Ars, la Commissione sanità vota per la decadenza di Paolo La Paglia

La commissione Sanità dell’Ars ha votato per la decadenza del direttore generale dell’Asp di Messina, Paolo La Paglia. La mozione era stata promossa dal presidente della Regione Siciliana, Nello Musumeci.

Il deputato regionale M5S Antonio del Luca, componente della commissione Sanità, ha così commentato l’esito del voto:  “Il voto odierno sulla decadenza del direttore generale dell’Asp di Messina, La Paglia, ha certificato in maniera inequivocabile la solitudine del presidente Musumeci, che, assieme all’assessore Razza, ha letteralmente abbandonato la città dello Stretto”.
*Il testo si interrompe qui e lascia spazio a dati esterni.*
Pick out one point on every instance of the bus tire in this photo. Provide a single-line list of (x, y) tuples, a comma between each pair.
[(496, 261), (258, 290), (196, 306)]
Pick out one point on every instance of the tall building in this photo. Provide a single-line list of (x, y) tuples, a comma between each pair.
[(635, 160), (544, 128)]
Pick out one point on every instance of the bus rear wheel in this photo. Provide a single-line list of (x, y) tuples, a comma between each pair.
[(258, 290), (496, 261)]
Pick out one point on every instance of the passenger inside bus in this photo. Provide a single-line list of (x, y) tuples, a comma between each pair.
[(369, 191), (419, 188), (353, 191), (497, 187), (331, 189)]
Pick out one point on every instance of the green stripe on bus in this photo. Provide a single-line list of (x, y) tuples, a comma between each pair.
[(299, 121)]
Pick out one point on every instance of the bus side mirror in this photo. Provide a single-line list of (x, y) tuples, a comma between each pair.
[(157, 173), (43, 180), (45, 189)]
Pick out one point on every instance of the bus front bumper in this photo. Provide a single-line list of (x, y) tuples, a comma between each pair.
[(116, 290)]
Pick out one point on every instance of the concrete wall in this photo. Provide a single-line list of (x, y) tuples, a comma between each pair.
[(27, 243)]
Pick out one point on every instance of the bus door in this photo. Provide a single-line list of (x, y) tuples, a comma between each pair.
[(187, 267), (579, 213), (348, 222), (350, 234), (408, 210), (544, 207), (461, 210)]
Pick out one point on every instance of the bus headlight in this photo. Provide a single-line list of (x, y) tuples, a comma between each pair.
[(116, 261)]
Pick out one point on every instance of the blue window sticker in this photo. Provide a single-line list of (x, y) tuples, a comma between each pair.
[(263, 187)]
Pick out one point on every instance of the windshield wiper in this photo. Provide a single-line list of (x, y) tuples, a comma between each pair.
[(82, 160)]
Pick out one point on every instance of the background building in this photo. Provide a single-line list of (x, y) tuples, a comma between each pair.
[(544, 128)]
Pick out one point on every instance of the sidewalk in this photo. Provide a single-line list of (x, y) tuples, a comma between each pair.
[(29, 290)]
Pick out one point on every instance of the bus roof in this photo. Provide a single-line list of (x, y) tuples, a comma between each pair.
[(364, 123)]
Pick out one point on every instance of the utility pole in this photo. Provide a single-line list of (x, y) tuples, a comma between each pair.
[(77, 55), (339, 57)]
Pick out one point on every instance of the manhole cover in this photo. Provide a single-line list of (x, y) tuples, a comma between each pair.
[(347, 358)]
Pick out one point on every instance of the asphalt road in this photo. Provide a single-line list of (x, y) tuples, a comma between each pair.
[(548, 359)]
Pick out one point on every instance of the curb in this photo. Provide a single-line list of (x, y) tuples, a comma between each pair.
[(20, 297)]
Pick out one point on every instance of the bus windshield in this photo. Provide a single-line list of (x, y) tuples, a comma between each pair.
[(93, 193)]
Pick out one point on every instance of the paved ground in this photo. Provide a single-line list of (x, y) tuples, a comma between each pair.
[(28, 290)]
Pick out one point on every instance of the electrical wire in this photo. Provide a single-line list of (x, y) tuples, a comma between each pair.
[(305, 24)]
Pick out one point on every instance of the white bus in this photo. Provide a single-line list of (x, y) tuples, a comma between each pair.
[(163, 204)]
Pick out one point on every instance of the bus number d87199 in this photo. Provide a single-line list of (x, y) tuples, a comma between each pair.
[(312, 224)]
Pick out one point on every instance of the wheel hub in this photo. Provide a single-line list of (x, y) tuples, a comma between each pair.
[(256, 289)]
“La decadenza – afferma De Luca – è passata con l’unico voto a favore espresso, con l’intera commissione astenutasi per dare un forte segnale di disapprovazione in merito alla gestione dell’emergenza Covid targata Razza-Musumeci. Se la commissione Sanità o le opposizioni avessero voluto salvare politicamente La Paglia sarebbe stato sufficiente esprimere 1 o 2 voti contrari al parere o più semplicemente abbandonare i lavori facendo cadere il numero legale, ma non era questo l’obiettivo e persino i deputati di centrodestra hanno deciso di astenersi per dare un segnale a Musumeci”.
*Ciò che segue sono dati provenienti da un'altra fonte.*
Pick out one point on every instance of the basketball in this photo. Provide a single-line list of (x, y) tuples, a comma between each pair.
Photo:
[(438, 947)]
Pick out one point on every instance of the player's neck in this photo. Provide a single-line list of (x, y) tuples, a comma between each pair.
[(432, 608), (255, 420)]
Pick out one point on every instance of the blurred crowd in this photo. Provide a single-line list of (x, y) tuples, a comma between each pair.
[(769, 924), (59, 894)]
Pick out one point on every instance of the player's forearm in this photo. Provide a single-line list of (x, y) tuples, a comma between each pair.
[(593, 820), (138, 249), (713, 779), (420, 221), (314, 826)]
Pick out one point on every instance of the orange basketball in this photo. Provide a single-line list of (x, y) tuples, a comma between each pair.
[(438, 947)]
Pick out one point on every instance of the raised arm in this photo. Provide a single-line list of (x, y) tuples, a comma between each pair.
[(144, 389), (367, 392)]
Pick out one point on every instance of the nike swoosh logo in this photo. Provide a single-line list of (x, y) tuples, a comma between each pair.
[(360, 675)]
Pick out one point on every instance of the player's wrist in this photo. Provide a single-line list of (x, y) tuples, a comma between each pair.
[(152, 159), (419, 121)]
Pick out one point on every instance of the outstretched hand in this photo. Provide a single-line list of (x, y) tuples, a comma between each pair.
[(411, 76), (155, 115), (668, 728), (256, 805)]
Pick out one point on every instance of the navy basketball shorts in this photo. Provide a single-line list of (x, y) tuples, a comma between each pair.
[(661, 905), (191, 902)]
“Anche questa volta – continua De Luca – Musumeci ha preferito non presentarsi in commissione per illustrare le motivazioni che lo hanno portato a promuovere la decadenza del dirigente. La commissione, con l’astensione generale, ha di fatto evidenziato che le responsabilità circa la cattiva gestione dell’emergenza è da ascrivere interamente all’intera amministrazione regionale oltre che dell’Asp messinese e soprattutto è da attribuire a chi nominato i dirigenti e non ha vigilato sul loro operato. Nel corso della seduta è stato evidenziato come la gestione della crisi sanitaria sia stata fallimentare in tutta l’isola e quindi Musumeci avrebbe dovuto rimuovere tutti o quasi i dirigenti generali delle Asp siciliane e anche i commissari Covid nominati dal suo governo”.
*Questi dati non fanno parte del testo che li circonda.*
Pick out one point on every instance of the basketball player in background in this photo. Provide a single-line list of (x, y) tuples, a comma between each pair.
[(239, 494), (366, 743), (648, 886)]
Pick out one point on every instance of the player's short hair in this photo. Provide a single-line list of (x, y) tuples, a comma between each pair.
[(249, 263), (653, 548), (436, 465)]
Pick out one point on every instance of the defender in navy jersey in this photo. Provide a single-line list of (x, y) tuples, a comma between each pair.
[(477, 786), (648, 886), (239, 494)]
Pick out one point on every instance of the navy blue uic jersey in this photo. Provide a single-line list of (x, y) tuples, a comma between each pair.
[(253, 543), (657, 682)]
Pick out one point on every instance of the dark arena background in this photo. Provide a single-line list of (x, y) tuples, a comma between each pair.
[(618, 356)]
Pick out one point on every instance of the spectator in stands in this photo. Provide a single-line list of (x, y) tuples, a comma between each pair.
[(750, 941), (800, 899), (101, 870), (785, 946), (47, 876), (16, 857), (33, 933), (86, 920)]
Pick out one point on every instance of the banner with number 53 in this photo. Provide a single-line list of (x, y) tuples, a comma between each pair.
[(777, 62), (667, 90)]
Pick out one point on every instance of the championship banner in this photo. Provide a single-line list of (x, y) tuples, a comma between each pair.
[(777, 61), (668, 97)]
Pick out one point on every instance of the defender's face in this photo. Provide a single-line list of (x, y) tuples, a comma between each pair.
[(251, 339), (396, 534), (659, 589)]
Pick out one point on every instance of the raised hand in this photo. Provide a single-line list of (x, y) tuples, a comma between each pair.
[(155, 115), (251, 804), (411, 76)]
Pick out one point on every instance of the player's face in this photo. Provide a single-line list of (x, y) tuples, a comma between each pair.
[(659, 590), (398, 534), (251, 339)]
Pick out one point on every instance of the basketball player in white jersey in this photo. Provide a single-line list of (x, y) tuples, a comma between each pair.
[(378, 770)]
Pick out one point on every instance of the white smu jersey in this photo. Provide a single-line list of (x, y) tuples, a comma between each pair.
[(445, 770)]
“La commissione – conclude De Luca – ha espresso anche perplessità sulla serenità di giudizio di chi ha stilato la relazione che ha dato avvio al procedimento di revoca. Alcuni stralci di intercettazione relativi all’inchiesta che ha recentemente travolto l’assessorato alla Sanità, infatti, hanno evidenziato come il dirigente generale fosse quanto meno inviso ad alcune figure di rilievo dell’assessorato, tra cui la dott.ssa Di Liberti. Ciò ha influito notevolmente sulla capacità di giudizio della commissione che dunque si è espressa per consentire l’approvazione del parere in merito alla decadenza di La Paglia e contestualmente dare atto del fallimento di Musumeci, sempre più solo e forse anche per questo oggi nuovamente assente”.